Environmental certification and social-cause marketing schemes are already quite developed in the sustainable forestry and organic food industries, and are being applied increasingly to cocoa production. Supplementing this "labeling" with carbon sequestration benefits represents a powerful way to market a product. Since sustainable cocoa growing techniques and eventually organic production can increase economic and environmental benefits for small producers, it will be increasingly important to insure that small-producers participate in these certification programs.
TechnoServe is undertaking a project, supported by The Ford Foundation and U.S. Agency for International Development, which investigates the use of carbon trading to promote sustainable coffee cultivation by small producers in Central America. Using a Guatemalan coffee cooperative as a model for carbon measurement, TechnoServe is compiling data to determine a range of prices for sequestered carbon to be used in the delineation of the carbon trading and financing instrument. The plan is to extrapolate and apply the findings to other coffee growing areas in the region. From this initiative, TechnoServe will gain an understanding of the process and costs to undertake carbon quantification which is essential in the replication of the effort to other agricultural commodities, such as a cocoa.

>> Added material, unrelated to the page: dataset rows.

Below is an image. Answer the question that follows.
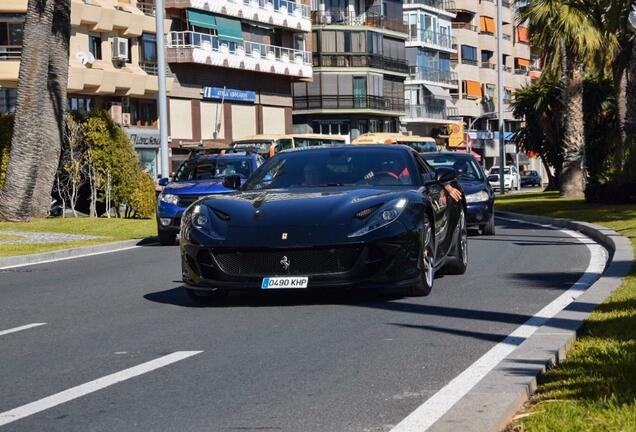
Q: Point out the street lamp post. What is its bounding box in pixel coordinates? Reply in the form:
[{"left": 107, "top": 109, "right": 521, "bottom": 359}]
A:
[{"left": 155, "top": 0, "right": 170, "bottom": 177}]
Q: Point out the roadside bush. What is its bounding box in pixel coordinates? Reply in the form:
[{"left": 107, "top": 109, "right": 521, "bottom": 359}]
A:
[{"left": 0, "top": 114, "right": 13, "bottom": 186}]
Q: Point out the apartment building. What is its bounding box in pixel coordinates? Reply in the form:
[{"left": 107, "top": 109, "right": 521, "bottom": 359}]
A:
[
  {"left": 0, "top": 0, "right": 172, "bottom": 176},
  {"left": 402, "top": 0, "right": 459, "bottom": 136},
  {"left": 293, "top": 0, "right": 409, "bottom": 139},
  {"left": 165, "top": 0, "right": 312, "bottom": 167}
]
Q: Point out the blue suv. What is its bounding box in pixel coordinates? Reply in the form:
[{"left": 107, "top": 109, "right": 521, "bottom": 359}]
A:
[{"left": 157, "top": 153, "right": 263, "bottom": 245}]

Small-Scale Producers and Carbon Sequestration
Throughout the developing world, population growth and the related economic and farming activities put tremendous pressure on forested areas. To reduce the stress on natural habitats, long-term sustainability must be reconciled with medium- and short-term gains. In rural areas where agriculture and forests compete for land, the forest is at greater risk because farmers will not protect and preserve the environment unless they have an economic incentive to do so.
For this reason, tree crops such as cocoa offer significant economic and environmental benefits. Small producers can plant cocoa under tree canopies to provide continuous cash income from fruit harvesting; thereby, preventing the burning of forested areas and destruction of biodiversity habitats. Protection of these standing forests offers an immediate solution to sequester carbon. In denuded regions, tree crops are planted which in addition to improving soil filtration and reducing soil erosion, offset carbon. Substitution of composting and other organic techniques for fertilizers and pesticides also allows for increased carbon storage. Sequestration can become an additional crop for farmers.
Investigating the relationship between carbon sequestration, sustainable agricultural production and carbon credit trading is quite new. It is not known if carbon credit trading will be a viable long term strategy to improve the livelihood of the rural poor while also maintaining environmental integrity. However, the momentum generated by the Kyoto conference, and work TechnoServe is undertaking in the coffee industry, provides a basis to prove what may work. Whether it is implementing a pilot initiative or establishing consultative groups in several countries, examining the issues surrounding emissions trading and sustainable cocoa production is an important next step.
Carbon sequestration and emissions trading offers an innovative approach toward rural economic development and environmental conservation. It could potentially transform the manner in which certain agricultural transactions are undertaken. TechnoServe's aim is to present private sector solutions which offer a persuasive means to address the environmental challenges faced today. For rural producers who do not have a "voice" in the world economic markets, TechnoServe hopes that its endeavors in this area will provide for them a means to maximize economic value from growing crops in a environmentally sensitive manner.